Affaire Audin : que vienne l’heure de la vérité

Parce qu’il m’est donné l’occasion de fêter la générosité, la solidarité et l’entraide dans cet espace, j’exprime, moins que je le devrais mais bien plus que ceux qui ont pour profession de retisser nos liens, ma gratitude à tous ceux qui me rendent la vie si douce par les minutes gratuites qu’ils me donnent ! 

Il est temps de prendre le temps de remercier, plus profondément que par de brèves allusions, un homme qui a changé mon destin. Remontons le temps ensemble, si vous le voulez bien. 1984. J’entre en licence de mathématiques à Paris VI. Aucun livre ni support de cours ne m’était accessible. Les exercices à faire en travaux dirigés nous étaient distribués sur table. Un professeur avait construit une méthode originale et très moderne pour nous faire travailler. Il nous incitait à nous regrouper par affinités et à cogiter, à rédiger ensemble, venant de temps à autre ouvrir ou fermer quelques portes à nos intelligences en action.

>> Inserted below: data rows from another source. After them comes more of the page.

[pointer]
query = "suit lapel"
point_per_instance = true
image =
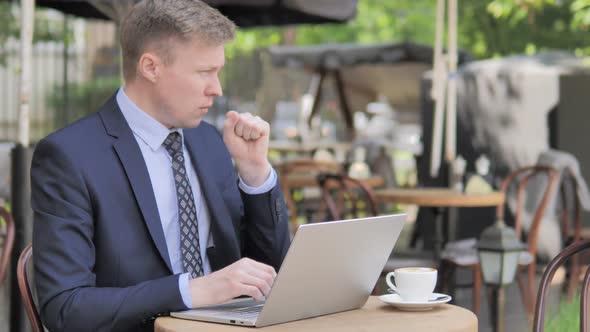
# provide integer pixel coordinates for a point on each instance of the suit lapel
(130, 156)
(199, 144)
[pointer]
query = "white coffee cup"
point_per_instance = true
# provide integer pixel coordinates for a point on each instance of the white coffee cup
(413, 284)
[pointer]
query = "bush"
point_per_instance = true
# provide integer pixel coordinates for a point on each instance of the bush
(566, 319)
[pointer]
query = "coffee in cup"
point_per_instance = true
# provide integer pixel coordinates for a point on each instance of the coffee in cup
(413, 284)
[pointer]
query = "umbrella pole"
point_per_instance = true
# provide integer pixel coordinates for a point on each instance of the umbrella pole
(438, 91)
(451, 121)
(20, 188)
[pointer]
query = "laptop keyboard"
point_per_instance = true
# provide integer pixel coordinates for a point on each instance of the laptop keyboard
(247, 313)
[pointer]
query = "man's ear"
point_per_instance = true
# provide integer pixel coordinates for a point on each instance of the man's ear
(149, 66)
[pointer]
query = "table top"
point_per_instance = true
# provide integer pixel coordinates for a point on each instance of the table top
(374, 316)
(310, 180)
(439, 197)
(289, 146)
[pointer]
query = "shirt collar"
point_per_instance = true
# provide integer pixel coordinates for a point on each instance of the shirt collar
(149, 130)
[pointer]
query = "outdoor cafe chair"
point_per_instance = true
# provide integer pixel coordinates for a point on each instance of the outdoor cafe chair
(7, 241)
(26, 285)
(345, 197)
(572, 228)
(567, 254)
(292, 170)
(463, 253)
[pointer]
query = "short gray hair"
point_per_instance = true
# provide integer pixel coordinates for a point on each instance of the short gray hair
(156, 24)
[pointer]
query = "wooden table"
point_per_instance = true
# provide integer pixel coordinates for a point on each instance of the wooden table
(374, 316)
(439, 199)
(310, 180)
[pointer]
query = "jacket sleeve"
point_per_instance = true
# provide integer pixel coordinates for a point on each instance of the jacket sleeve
(64, 256)
(266, 228)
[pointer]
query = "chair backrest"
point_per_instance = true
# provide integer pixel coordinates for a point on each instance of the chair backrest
(520, 180)
(567, 253)
(571, 207)
(26, 285)
(346, 197)
(7, 242)
(291, 172)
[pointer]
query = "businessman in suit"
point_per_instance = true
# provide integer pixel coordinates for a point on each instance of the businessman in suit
(138, 210)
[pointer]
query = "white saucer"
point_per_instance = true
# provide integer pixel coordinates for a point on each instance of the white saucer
(396, 301)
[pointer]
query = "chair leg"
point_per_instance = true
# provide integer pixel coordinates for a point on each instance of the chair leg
(523, 291)
(477, 281)
(574, 277)
(531, 285)
(446, 270)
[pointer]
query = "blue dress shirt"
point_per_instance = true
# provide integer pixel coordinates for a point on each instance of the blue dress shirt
(150, 134)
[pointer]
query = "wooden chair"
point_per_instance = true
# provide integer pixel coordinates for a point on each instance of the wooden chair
(293, 173)
(345, 197)
(24, 272)
(467, 257)
(572, 228)
(7, 242)
(568, 253)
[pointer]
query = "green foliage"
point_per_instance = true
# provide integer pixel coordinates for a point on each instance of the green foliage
(487, 28)
(82, 98)
(567, 317)
(8, 26)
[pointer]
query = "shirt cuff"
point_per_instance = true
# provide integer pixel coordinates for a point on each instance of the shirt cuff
(185, 292)
(267, 186)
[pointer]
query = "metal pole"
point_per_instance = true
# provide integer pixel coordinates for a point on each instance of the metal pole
(20, 185)
(497, 303)
(67, 117)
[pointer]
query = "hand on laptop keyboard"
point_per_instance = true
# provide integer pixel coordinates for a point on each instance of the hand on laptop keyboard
(244, 277)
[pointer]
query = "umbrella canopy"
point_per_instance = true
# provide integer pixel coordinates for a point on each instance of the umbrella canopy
(337, 56)
(363, 72)
(245, 13)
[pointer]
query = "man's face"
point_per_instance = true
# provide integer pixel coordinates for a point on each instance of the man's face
(185, 88)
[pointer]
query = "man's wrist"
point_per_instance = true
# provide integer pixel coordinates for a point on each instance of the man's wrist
(254, 175)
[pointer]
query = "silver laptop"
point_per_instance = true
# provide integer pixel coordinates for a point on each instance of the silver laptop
(330, 267)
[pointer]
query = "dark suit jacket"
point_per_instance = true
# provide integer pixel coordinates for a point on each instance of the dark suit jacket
(101, 261)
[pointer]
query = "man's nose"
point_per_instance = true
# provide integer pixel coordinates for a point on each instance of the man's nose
(214, 87)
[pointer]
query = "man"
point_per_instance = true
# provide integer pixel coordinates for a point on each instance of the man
(138, 209)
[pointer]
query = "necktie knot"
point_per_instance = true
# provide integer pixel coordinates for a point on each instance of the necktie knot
(173, 143)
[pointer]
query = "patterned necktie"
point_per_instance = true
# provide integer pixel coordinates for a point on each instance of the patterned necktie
(187, 215)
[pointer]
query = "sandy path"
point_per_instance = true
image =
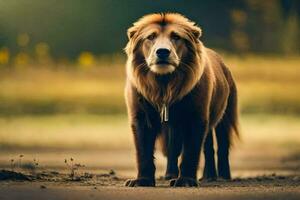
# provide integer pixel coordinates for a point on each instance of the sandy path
(33, 191)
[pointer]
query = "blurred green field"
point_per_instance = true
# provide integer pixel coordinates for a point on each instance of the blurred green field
(111, 132)
(266, 84)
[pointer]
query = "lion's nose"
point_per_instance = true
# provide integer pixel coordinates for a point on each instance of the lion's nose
(163, 53)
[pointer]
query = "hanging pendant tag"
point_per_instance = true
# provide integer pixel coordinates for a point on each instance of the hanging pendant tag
(164, 113)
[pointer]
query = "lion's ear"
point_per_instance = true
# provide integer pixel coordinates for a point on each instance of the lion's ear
(131, 32)
(197, 32)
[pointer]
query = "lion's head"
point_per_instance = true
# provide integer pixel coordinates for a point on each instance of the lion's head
(164, 56)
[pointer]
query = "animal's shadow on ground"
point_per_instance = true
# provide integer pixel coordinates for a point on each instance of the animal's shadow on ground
(111, 179)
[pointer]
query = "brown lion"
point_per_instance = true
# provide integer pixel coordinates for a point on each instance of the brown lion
(180, 92)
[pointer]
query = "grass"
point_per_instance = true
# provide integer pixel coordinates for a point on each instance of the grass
(267, 84)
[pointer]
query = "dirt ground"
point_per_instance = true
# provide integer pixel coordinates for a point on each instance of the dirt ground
(109, 186)
(271, 175)
(265, 165)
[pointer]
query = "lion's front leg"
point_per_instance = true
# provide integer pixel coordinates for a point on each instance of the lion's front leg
(144, 138)
(192, 142)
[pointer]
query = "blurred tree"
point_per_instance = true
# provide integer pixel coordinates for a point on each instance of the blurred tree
(99, 26)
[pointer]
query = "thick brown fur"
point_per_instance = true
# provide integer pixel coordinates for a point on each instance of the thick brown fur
(197, 88)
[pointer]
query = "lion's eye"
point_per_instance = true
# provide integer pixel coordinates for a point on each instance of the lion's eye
(175, 37)
(152, 36)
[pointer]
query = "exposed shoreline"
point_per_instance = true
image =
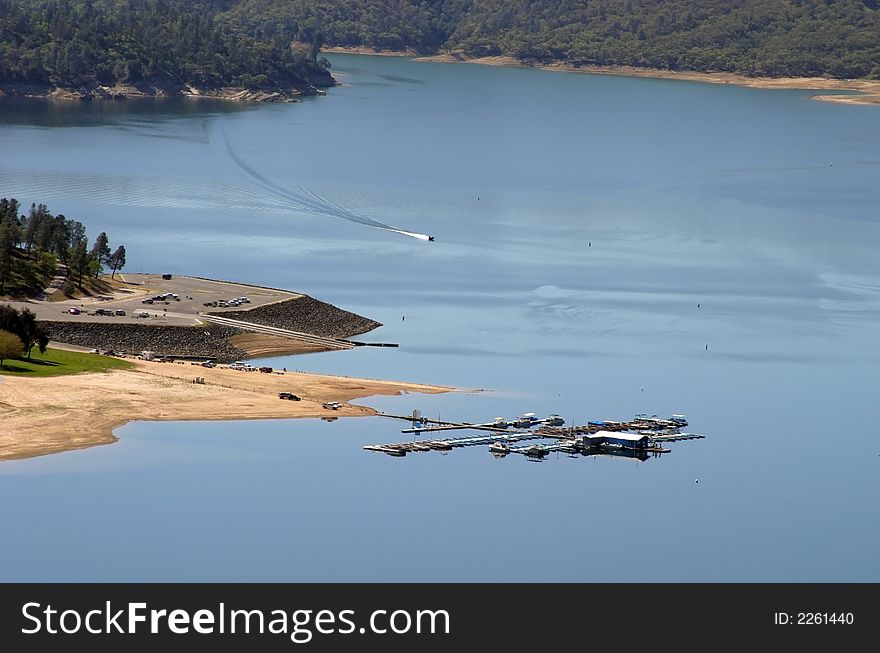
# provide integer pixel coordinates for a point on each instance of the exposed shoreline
(48, 415)
(868, 90)
(123, 92)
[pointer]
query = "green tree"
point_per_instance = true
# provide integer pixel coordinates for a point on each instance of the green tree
(31, 332)
(117, 260)
(10, 346)
(100, 252)
(79, 260)
(10, 234)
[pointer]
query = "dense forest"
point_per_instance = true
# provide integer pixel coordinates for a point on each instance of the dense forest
(839, 38)
(275, 43)
(32, 246)
(75, 43)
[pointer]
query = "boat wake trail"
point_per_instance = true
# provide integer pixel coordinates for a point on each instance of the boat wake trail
(306, 200)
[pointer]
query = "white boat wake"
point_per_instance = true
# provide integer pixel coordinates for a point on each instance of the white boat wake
(307, 200)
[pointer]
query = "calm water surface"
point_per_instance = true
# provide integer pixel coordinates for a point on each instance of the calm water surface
(579, 221)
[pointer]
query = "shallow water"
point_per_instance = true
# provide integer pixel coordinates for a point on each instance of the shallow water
(579, 221)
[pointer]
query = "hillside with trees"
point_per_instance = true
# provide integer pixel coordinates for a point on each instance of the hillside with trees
(178, 46)
(33, 246)
(157, 46)
(752, 37)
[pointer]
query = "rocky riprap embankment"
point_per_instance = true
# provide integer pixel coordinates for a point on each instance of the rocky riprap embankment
(306, 315)
(209, 341)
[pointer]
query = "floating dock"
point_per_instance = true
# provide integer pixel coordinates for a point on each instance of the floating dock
(641, 437)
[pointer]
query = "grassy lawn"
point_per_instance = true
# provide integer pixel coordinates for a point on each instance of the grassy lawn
(56, 362)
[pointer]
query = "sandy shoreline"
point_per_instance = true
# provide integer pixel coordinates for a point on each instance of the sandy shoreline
(868, 90)
(50, 415)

Au bout de la deuxième séance, il comprit que j’étais très désavantagé par rapport à mes camarades, et que je risquais d’être mis hors jeu s’il ne trouvait pas une manière d’égaliser mes chances avec les leurs. Il me proposa alors de m’accueillir en cours particulier gratuitement, tous les samedis, afin de réaliser ces travaux dirigés dans des conditions optimales. Ce professeur adulé de ses élèves, universellement respecté pour son parcours exemplaire, s’est éteint l’an dernier. Sans avoir assisté à l’issue favorable du dernier combat public de sa vie. Il avait en effet résolu de faire éclater la vérité sur l’affaire Maurice Audin.

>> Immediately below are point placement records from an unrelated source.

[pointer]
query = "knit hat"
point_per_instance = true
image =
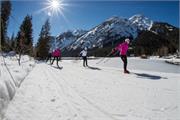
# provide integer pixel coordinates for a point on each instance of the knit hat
(127, 40)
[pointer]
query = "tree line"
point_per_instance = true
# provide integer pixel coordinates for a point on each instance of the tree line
(22, 43)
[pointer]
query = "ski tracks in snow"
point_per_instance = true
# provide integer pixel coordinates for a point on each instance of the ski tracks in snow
(81, 106)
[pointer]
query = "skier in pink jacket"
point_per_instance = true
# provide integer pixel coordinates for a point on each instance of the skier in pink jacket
(123, 48)
(57, 55)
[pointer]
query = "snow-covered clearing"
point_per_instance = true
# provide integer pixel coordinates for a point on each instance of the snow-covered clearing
(102, 92)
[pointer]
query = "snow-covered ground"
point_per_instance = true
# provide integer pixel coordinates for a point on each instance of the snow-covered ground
(100, 92)
(11, 76)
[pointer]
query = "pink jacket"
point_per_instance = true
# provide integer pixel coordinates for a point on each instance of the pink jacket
(56, 53)
(122, 48)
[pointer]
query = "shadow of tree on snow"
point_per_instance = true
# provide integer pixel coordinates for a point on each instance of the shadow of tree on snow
(149, 76)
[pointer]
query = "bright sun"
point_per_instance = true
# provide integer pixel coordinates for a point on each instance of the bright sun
(55, 4)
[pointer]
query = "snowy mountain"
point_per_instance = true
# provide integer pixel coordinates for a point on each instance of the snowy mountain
(142, 22)
(112, 29)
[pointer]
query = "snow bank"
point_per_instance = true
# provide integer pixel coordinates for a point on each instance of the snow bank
(11, 76)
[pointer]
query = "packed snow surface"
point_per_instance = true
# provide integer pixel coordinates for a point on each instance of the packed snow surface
(99, 92)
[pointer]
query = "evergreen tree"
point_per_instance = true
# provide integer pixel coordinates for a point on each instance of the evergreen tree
(43, 46)
(24, 39)
(5, 13)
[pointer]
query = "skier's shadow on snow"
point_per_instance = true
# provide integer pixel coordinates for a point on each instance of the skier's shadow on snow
(93, 68)
(152, 77)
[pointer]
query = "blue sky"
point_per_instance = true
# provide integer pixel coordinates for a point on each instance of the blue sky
(87, 14)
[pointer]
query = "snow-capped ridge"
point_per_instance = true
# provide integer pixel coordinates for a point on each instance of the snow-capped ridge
(142, 22)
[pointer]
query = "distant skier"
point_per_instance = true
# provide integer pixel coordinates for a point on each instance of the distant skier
(83, 53)
(49, 55)
(57, 55)
(123, 48)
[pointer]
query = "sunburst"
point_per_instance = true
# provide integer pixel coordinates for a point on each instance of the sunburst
(53, 7)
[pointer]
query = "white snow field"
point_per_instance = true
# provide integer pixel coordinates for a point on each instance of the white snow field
(11, 76)
(101, 92)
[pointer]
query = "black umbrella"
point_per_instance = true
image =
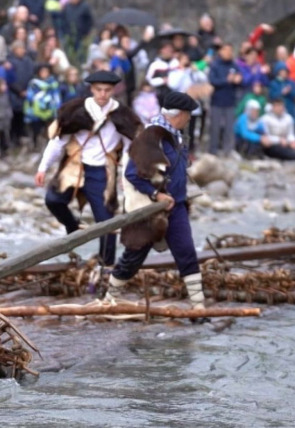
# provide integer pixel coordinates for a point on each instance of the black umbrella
(173, 32)
(129, 16)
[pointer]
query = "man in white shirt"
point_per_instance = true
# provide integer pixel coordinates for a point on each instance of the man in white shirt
(89, 133)
(158, 71)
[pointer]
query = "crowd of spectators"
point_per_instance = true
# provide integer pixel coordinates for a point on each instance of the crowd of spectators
(48, 47)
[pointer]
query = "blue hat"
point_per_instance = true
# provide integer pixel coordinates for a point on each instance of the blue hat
(179, 101)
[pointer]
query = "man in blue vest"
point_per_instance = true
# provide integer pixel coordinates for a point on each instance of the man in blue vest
(159, 151)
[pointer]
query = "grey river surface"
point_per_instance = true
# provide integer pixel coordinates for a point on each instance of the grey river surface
(130, 375)
(118, 375)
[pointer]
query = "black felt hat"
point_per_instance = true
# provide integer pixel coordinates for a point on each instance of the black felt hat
(179, 101)
(103, 76)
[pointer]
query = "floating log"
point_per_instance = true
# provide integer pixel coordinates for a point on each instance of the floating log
(166, 261)
(67, 243)
(129, 309)
(14, 357)
(257, 252)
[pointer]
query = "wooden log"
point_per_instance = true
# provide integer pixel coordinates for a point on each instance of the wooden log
(262, 296)
(166, 260)
(67, 243)
(263, 251)
(130, 309)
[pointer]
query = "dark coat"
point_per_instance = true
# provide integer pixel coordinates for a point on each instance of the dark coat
(154, 146)
(36, 7)
(224, 92)
(24, 72)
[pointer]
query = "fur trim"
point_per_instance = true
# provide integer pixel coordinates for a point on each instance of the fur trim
(146, 151)
(72, 174)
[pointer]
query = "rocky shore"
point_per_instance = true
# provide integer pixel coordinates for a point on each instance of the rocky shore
(238, 196)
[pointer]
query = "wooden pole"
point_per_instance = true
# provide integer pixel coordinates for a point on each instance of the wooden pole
(255, 252)
(130, 309)
(263, 251)
(67, 243)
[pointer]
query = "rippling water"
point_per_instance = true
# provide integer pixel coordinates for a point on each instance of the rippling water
(131, 375)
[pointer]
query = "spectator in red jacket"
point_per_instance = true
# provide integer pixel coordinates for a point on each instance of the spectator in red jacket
(257, 43)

Maurice Audin, mathématicien algérien d’origine française, a vu son destin de grand professeur et de chercheur broyé par la guerre d’Algérie, et toutes ses atrocités. Des parachutistes français l’arrêtèrent le 11 juin 1957 à son domicile, l’assignèrent à résidence dans un lieu inconnu… Et nul ne sait précisément ce qu’il est devenu, son corps ayant disparu.  Sa thèse de mathématique fut soutenue in absentia en décembre 1957, et reçue avec la mention « très honorable ».  La version officielle veut que Maurice Audin se soit évadé, et fut pour cela abattu.

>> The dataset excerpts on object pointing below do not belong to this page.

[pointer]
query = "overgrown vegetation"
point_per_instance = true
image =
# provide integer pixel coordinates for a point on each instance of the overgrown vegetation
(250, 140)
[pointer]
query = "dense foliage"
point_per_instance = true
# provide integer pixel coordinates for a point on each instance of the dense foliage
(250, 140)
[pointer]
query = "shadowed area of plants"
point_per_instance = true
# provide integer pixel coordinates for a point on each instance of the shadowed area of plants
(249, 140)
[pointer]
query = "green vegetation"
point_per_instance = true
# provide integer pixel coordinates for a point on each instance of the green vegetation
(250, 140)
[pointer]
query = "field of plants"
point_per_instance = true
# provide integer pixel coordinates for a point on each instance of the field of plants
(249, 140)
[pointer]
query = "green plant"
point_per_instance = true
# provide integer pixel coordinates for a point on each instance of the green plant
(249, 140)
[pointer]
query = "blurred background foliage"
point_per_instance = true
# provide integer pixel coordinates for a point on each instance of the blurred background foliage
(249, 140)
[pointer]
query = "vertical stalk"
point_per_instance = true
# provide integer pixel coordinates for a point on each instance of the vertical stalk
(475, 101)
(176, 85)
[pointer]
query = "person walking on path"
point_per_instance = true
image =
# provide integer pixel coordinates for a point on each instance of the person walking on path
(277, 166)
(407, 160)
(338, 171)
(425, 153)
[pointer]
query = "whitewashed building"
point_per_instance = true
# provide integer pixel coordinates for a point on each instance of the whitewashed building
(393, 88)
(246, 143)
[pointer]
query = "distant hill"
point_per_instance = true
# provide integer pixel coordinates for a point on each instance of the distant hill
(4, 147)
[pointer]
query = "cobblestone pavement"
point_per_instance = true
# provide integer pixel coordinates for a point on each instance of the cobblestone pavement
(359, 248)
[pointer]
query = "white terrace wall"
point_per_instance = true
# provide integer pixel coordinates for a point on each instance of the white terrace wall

Gérard Tronel et les membres de l’association Maurice Audin ont remporté un dernière victoire : le président Hollande a choisi de ne plus retenir cette version officielle comme la vraie. Un faisceau d’indices nous laisse à penser que Maurice Audin fut tué sur ordre par des officiers supérieurs français après avoir été torturé, au mépris de toutes les conventions internationales. La relation franco-algérienne est ainsi jalonnée de cadavres dans les placards. Tant que tous ces placards ne seront pas vidés et nettoyés, nos deux peuples marcheront l’un vers l’autre avec les pieds entravés.

Bertrand Delanoë, novateur sur cette question comme sur beaucoup d’autres, a donné à Maurice Audin une place à son nom, à Paris, en 2004. J’avais, avec Pierre Mansat, porté un vœu au conseil de Paris réclamant la vérité sur cette affaire.

Le grand mathématicien Cédric Villani, aujourd’hui député, a récemment mis tout son poids dans l’aboutissement de cette juste cause, co-signant une tribune, et rendant publique la conviction que le président Emmanuel Macron lui avait confié en privé, selon laquelle Maurice Audin a bien été assassiné.  Cédric Villani préside le jury du prix Maurice Audin de mathématiques, créé par Gérard Tronel, qui fait le lien entre les jeunes espoirs des écoles mathématiques françaises et algériennes, leur permettant de se rencontrer pour échanger.

L’avenir est dans la multiplication de telles initiatives !

Il appartient au président Emmanuel Macron, et à son conseiller en discours et mémoires Sylvain Fort, de tout mettre en œuvre pour que le passé cesse de peser tel une chape de plomb sur cette relation stratégique pour la France comme pour l’Algérie.